When a friend asked one of her [teachers] how she would handle the Social Security issue they jested that “Once people turned 60 we could put them in a forest and give them about 7 minutes to escape, if you aren’t strong enough then you’re shot. Then every 10 years after a trial is another trial, though since you aged the time limit would go up a little. This method would keep repeating until you’re no longer able to complete the course and are probably not useable to the community anyway.” Though that treatment is far too harsh they had a point, people live much longer than they use to and this leads me to another solution to this problem, if possibly added on to the above solution (not the killing solution, but withholding a little cash), could be to raise the age limit before a person could receive Social Security, or add a minimum number of years that a person would have to work before they are allowed to receive any Social Security .
If we don’t act no one knows for sure what will happen, since The Social Security Act does not specify what would happen to benefits if the trust funds became insolvent. Social Security beneficiaries and qualifying applicants would remain legally entitled to full benefits and could take legal action to claim the balance of their benefits. The legal conflict between benefit entitlement and the Antideficiency Act would need to be resolved either by Congress or by the courts (Scott, Christine). So to prevent this from happening I suggest starting to withhold just a little money, though this not an immediate solution it will gain plenty of money in the next 20 years instead of what’s gained just by taxes, thought taxes would also continue otherwise we’d continue the problem and just have a different leak in our boat to fix. The next thing we can do is put a high age limit on Social Security, as of right now you must be 65 years old to receive full benefits, this is whether you’ve worked hard your whole life or not. The average human life span is around 90 almost a 100 years now, this is 25 years that social security will pay for. If you increased the age to around 75 that would decrease the time to about 18 years that social security would have to pay for instead of that large 25 years.

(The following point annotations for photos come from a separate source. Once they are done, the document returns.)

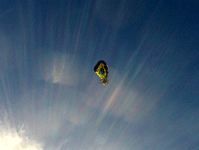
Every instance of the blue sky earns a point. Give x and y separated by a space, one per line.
50 98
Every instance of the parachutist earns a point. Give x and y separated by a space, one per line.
101 69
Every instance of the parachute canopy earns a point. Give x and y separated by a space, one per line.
101 69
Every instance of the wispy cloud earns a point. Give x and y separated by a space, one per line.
13 139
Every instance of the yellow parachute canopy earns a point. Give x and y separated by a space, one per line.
101 69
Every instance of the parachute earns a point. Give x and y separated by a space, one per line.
101 69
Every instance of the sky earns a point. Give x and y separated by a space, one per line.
50 96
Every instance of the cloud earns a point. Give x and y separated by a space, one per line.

Now I can understand not wanting to higher the age limit, people want to live life comfortably in their last 25 years here, however the fund can’t take so many people getting Social Security without a large amount of people working to earn it for them[,] so the third option is to add a limited amount of years that a person would be required to work before they are allowed to receive social security benefits, partial or full benefits. By adding a limit the fund will have time to grow and recover from the Baby Boomers and then my generation. It’s up to us to change things, because it isn’t going to change like this. It is hard fact that humans do not like change, though we are adaptable creatures. Once something becomes a habit we’ll ride it down to the end instead of changing our actions, and that’s why there’s no chance without change.


I tried my best to look for any errors. I hope I helped.